The folly of living healthy

By Ted Malanda

The last time I tried jogging, I gave up after ten metres. A shower was eminent and I thought I would sprint the 100 metres to my office before it become a downpour.

But after huffing and panting for some seconds, and after listening carefully to the damage I was doing to my knees and chest, I decided I would be better off getting drenched and dying of pneumonia.

I get amazed when anyone claims that they enjoy exercising. How would anyone derive pleasure out of punishing their bodies? I have tried dancing, too — mostly when I’m not very sober and middle life crisis cheats me that I’m still young enough to shake a leg. But the next day, I always wake up feeling half dead with every bone in my body aching.

Rabbit food

Exercise aside, one thing I just won’t stomach is healthy food. I read lots of stuff about gout, cholesterol and heart failure but for heaven’s sake, there is nothing as tasteless as vegetables. In fact, any food cooked without fat, spices and salt is severe punishment to the taste buds.

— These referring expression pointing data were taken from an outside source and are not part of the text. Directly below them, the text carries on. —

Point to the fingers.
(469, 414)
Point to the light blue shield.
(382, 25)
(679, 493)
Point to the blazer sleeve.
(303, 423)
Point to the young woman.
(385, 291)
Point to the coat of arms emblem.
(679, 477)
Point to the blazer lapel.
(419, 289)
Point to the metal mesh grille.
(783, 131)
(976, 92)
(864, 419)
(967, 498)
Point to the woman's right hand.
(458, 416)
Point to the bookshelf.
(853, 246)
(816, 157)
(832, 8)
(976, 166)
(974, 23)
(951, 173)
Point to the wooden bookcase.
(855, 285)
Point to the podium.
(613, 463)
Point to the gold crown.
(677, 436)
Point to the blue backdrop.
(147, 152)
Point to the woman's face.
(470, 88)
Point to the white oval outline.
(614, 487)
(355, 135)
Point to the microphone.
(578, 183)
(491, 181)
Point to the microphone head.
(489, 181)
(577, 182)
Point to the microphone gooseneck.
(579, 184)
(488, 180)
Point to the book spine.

I have also heard that it’s unhealthy to smoke and drink alcohol, especially in the amounts that I partake. But how would one while away long, lonely Friday evenings? And don’t you dare mention exercise. We have already been through that.

You see, I would hate to live healthy – eat rabbit food, jog every morning, shun booze and smokes only to be run over and killed by a fat drunken driver who then proceeds to live happily ever after, his gout notwithstanding.

Curiously, my grandfather died at 79, in the arms of his youngest wife who was all of 30. He had smoked cheap acrid cigarettes and drank illicit liquor since he was 20. He only went to hospital once, when his bull Jomo gored him in the groin. So what’s all this nonsense about healthy living?